Services ( tu parles ! ! ! ) payants , même méthode !
Là , il s'agit d » un autre VILAIN modèle d'arnaque .
De Lemmy_Nothor
En cavale | 14H04 | 25/02/2009 |
Il y a une expression aux Etats Unis qui dit ceci : Put your money where your mouth is.
Ce que vous dénoncez, existe depuis très longtemps. De nombreux amis qui ont des petites entreprises m'ont souvent raconté le même scénario.
Eux ont agit très differemment. Lorsqu'ils ont été contactés, ils ont tout de suite fait comprendre combien couterai les divers meeting. Je m'explique….une grosse boite vous téléphone pour organiser un rendez vous ? Vous leur dites tout de suite que le rendez-vous leur coutera du fric, et vous doublez tout de suite le tarif. S'ils n'étaient pas sérieux, ils ne vous rappelleront pas. Si oui, ils payent. A partir du moment ou vous êtes prêt à venir pour rien, ils abuseront de vous.
La prochaine fois que quelqu'un vous contacte, donnez moi un coup de fil…ça me fera plaisir de leur parler.

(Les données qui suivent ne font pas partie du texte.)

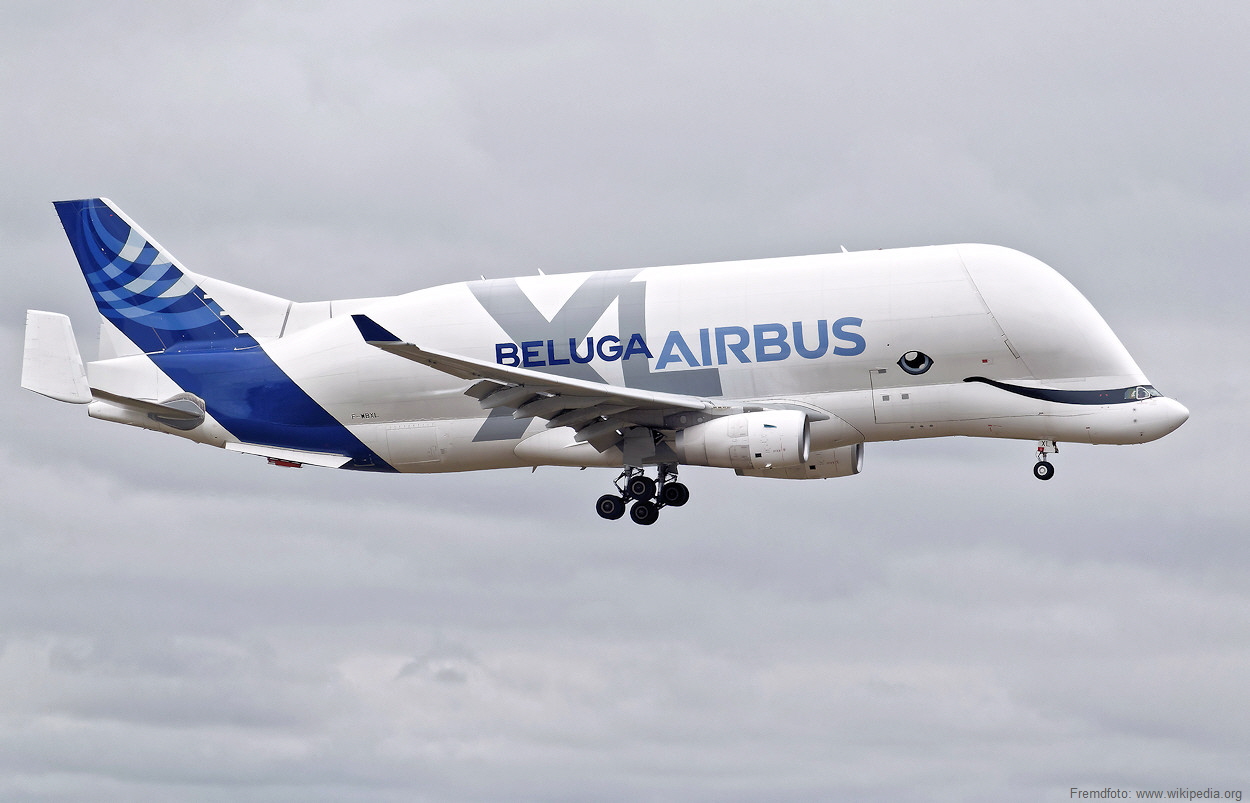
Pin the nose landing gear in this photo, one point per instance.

Je suis freelance depuis 40 ans, quand on me demande de venir pour negocier mon salaire, je leur fais tout de suite savoir que si je dois aller les voir pour discuter pognon, ça va leur couter du blé. J'élimine les nazes et les branleurs tout de suite.
à Lemmy_Nothor
De shillom
12H02 | 26/02/2009 |
Ca semble évident mais apparemment ça ne l'est pas pour tout le monde.
Le mec qui a créé sa startup n'attend que ce type de propositions, et sera souvent aveuglé par la perspective de collaboration.
Il faut en toute circonstance garder du recul, c'est un fait !
De funkystefffff
Citoyen Grolandais du côté de ma mè... | 14H15 | 25/02/2009 |
« Quoi de plus intéressant pour un entrepreneur que de voir un groupe pesant certaines fois plusieurs milliards s'intéresser à son projet ? »
… Bah, non… je pense qu'il doit y avoir plus intéressant. C'est sur que si on est émerveillé par le clinquant, le bling-bling et les Rolex, ça impressionne, mais bon il n'y a pas que les milliards dans la vie… même dans la vie d'une entreprise.
Vive Les SCOP ! ! ! !
à funkystefffff
De jberrebi
Chef d'entreprise - Père de Famille | 09H35 | 26/02/2009 |
Funkysteff, il est évident que l'argent ne suffit pas et il faut aussi que le projet soit passionnant, intéressant, agréable.
Toutefois, le succès d'une entreprise ne passe que par sa réussite financière. Si une société n'arrive pas à générer assez de revenus pour payer les salaires à la fin du mois, ce sont plusieurs emplois, dizaines, centaines…qui peuvent être perdus. C'est triste mais c'est comme ça.
Vouloir monter une entreprise qui réussit n'a rien à voir avec le fait de pouvoir s'acheter une Rolex ou autre… Le but est de pouvoir avoir assez de revenus pour financer son foyer, avoir une certaine liberté d'action et pouvoir faire des choix stratégiques sans attendre une autorisation d'une hiérarchie.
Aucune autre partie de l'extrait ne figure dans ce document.